On Tuesday, Indian Prime Minister Narendra Modi toured the remote northern areas of Jammu and Kashmir, visiting Leh and Kargil. The visit marks Modi’s second trip to the restive state since coming to office. Modi’s visit, additionally, comes after a Pakistani ceasefire violation across the Line of Control (LoC) — the administrative border between India-controlled and Pakistan-controlled Kashmir — over the weekend. Two Indian Border Security Force (BSF) troops were injured over the 48-hour skirmish. While in Kashmir, Modi addressed Indian Army and Air Force troops in Leh. In his speech, Modi condemned Pakistan in unequivocal terms, stating that Pakistan was making up for its inherent weakness by waging war against India through the use of proxy fighters. Specifically, Modi said Pakistan “has lost the strength to fight a conventional war, but continues to engage in the proxy war of terrorism.”

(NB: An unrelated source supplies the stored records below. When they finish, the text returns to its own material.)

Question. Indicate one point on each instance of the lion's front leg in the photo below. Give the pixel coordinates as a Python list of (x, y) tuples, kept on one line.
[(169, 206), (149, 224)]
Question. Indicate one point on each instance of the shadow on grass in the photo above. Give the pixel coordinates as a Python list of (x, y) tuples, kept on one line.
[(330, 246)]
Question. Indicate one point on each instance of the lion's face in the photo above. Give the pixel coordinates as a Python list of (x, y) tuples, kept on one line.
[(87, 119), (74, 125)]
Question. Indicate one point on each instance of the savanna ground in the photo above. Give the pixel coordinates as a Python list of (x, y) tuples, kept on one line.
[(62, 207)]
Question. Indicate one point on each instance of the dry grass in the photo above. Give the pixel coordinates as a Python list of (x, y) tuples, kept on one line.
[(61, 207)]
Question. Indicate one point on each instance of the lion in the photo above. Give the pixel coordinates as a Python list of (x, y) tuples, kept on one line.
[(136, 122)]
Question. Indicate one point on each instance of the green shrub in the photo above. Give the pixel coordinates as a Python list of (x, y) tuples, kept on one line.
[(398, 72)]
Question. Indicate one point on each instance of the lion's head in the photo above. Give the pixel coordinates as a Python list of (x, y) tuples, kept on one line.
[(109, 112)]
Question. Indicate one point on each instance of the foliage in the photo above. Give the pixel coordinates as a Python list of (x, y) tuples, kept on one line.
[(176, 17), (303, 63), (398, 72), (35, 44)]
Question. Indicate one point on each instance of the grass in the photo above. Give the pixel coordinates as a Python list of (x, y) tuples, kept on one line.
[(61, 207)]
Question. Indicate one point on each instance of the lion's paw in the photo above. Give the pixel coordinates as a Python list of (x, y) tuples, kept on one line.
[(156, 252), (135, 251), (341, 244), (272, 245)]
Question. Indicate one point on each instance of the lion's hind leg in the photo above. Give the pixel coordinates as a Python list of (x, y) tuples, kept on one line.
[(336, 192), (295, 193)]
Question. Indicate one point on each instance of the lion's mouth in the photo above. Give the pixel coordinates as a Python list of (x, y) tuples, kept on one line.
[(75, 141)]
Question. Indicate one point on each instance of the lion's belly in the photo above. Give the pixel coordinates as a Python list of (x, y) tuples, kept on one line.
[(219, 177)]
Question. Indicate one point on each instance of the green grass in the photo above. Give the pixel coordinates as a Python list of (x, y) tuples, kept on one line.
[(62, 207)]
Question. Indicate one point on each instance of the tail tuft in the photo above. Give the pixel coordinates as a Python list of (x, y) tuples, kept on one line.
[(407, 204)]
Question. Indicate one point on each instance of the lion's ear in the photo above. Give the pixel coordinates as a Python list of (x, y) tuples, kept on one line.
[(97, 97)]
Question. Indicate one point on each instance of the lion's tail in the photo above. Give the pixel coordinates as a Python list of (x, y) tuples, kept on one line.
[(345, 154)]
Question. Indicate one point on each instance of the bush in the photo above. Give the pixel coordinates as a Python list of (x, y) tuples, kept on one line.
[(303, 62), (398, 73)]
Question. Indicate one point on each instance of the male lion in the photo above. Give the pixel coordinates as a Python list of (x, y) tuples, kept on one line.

He further outlined a major three-pronged policy initiative for the development of the region. Modi characterized his plan in terms of three Ps: “Prakash (electricity), Paryavaran (environment), and Paryatan (tourism).” Modi additionally attempted to set himself apart from his predecessors by underlining his commitment to Kashmir: “There was a time when Prime Ministers never visited this state. I have come here two times already, your love has drawn me here.”
With his visit to Kashmir, Modi became the first Indian prime minister to visit the state since India’s last BJP prime minister, Atal Behari Vajpayee, did in 1999. India and Pakistan fought in the Kargil War in 1999 — a war that India won. While Modi mostly focused his rhetoric for his audience in Leh, he visited Kargil to inaugurate the 44-megawatt Chutak power station. In Kargil, he referred to his experiences in Kashmir during the war: “I was here during the Kargil war. People knew I was a BJP worker, yet they never charged me any money. They said this too was a service to the nation. I saw soldiers get help and cooperation from people of Kargil. This kept their spirits high. I still remember the celebrations in Kargil the day Tiger Hill was won.”
Modi’s rhetoric in Kashmir on Tuesday will come off as provocative for Pakistani observers. While Modi did use colorful rhetoric toward Pakistan during his campaign for prime minister earlier this year, he has relatively moderated his views on India’s neighbor since coming to power. Modi’s Kashmir trip will also serve his party’s domestic political purposes. Jammu and Kashmir will head to the polls later for an assembly election this year. In an unfortunate gaffe, Modi referred to an impending “saffron revolution” in Kashmir, evoking a Hindu revolution rather than an economic one involving the saffron spice which is abundant in the state. Muslims are a majority in Kashmir.